Me resulta complicado describir a Love Division con alguna etiqueta que los sitúe acertadamente en un género o tendencia; y más después de escuchar este «Ultraviolence» que con el ocaso del pasado año se ha sacado de la manga el trío que encabeza Ricardo de Abiega.

Y aunque además eso de ir etiquetando a las bandas es algo que no me gusta para nada, entiendo que mi labor es la de dar al lector algunas herramientas para poder acercarse a la música que le resulte más afín y no hacerle perder el tiempo. Así que creo que lo más acertado que puedo decir es que en esta cuarta obra, Love Division simplemente se destapan como una banda de rock and roll del siglo XXI.

Once son los temas que el grupo ha incluido en este trabajo, diez propios y una notoria versión de The Who («The Seeker»). Once pepinazos que constituyen «una profunda reflexión sobre la vida moderna» en palabras de la propia banda y que están propulsados por un envolvente y enorme sonido que constituye ya uno de los primeros highlights del álbum.

Pero no tenemos que olvidar las propias composiciones, porque por muy buena producción que el trío haya conseguido, el disco no se sustentaría únicamente en base a ese sonido electrificante. A primera vista, con un análisis superficial, podría parecer que estamos ante una de esas obras que beben directamente de los 90 y sus cortantes riffs… y de pensar así estaríamos en lo cierto, aunque sería reducir demasiado la paleta que de Abiega ha utilizado en estas canciones porque yo también oigo a The Stooges, Neil Young, Jeff Buckley o… ¡The Cult! (sí, para estos últimos tal vez haya que escarbar un poquito más profundo).
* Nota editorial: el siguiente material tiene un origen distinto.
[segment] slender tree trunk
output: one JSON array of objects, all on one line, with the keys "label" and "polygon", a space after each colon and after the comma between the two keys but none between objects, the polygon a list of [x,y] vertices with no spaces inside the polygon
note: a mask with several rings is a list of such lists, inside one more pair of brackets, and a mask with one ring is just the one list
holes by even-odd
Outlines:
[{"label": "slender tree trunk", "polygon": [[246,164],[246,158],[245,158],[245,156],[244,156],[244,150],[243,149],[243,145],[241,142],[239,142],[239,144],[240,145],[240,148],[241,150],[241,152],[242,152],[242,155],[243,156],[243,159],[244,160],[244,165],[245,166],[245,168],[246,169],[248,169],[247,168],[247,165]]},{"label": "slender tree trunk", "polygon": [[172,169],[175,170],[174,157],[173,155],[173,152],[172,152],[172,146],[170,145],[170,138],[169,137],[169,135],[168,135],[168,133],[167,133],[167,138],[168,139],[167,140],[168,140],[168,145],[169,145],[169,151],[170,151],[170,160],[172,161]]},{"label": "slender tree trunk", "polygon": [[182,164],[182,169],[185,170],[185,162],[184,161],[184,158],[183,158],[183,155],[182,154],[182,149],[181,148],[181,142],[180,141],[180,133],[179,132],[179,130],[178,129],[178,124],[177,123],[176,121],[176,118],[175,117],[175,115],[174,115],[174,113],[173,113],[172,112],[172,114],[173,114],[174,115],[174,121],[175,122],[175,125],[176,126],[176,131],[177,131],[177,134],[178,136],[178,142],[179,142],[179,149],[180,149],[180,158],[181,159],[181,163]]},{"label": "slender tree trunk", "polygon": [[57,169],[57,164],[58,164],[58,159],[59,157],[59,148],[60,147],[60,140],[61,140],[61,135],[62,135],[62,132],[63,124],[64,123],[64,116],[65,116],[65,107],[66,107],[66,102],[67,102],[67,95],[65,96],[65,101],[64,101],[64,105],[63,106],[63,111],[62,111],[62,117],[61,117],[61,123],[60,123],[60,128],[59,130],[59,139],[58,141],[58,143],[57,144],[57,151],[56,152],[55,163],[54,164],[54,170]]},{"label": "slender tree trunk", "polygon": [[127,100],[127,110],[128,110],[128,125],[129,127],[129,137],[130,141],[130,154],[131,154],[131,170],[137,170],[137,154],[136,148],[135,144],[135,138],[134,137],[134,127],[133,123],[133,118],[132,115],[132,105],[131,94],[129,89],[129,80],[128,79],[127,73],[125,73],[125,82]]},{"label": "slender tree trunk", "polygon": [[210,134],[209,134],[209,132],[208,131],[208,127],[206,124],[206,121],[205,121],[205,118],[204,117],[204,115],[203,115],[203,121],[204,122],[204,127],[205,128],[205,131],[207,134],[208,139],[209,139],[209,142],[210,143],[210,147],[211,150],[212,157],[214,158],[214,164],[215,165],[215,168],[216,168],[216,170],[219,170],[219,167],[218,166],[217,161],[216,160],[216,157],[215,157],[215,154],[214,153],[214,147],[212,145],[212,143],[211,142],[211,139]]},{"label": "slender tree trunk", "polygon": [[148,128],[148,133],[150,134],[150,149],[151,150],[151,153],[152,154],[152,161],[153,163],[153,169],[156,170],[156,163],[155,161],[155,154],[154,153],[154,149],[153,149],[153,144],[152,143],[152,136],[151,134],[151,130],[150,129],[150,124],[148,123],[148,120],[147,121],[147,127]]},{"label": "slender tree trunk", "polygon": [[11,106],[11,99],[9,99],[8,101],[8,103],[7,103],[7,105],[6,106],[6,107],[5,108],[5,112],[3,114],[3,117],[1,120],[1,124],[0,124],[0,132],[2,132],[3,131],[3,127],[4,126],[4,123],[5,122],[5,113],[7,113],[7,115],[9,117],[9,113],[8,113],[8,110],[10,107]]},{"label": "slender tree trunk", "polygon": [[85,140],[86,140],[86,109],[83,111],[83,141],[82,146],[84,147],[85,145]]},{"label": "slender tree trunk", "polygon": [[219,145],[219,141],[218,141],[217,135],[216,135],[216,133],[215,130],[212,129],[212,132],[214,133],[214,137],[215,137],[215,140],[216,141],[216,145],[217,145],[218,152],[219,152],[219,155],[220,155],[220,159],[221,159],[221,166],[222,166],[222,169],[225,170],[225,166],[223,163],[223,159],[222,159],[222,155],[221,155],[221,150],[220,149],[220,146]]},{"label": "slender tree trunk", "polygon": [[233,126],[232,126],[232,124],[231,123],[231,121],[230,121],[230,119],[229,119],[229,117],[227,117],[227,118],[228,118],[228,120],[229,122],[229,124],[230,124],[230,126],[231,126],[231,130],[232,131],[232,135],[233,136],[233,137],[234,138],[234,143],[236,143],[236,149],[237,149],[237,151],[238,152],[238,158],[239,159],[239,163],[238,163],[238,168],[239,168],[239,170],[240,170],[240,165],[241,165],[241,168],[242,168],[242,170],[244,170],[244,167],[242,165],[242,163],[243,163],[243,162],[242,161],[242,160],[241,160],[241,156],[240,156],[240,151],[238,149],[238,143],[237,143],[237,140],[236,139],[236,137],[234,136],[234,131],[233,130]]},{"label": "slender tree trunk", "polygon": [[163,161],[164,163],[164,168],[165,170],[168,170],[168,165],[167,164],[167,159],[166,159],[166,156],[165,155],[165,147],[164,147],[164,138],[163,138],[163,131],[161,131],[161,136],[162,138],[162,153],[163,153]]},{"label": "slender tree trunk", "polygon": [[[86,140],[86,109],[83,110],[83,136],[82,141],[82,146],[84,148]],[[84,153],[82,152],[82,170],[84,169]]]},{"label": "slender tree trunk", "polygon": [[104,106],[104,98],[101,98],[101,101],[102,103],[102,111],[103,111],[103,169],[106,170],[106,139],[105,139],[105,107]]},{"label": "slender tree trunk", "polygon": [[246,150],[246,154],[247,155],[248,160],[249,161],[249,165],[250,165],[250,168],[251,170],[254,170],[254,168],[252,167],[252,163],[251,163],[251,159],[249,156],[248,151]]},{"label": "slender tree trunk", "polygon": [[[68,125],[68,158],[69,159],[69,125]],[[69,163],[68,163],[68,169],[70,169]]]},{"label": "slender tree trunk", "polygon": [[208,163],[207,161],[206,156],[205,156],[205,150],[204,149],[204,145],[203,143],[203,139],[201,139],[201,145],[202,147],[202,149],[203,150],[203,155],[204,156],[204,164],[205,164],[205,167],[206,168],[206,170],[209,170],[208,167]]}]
Aun así, seguimos simplificando demasiado «Ultraviolence», porque el álbum tiene su propia personalidad que convierte este artefacto en algo personal gracias a una serie de inspiradísimas canciones que en algunos casos se convierten casi en himnos (al tiempo…).

Estaría mintiendo si no dijese que «Ultraviolence» me ha dejado noqueado. Porque estamos hablando de un disco que ya desde una primera escucha resulta evidente que no es un elepé más. Pocas veces acabo una reseña implorando al lector a escuchar un disco, y esta es una de esas raras ocasiones.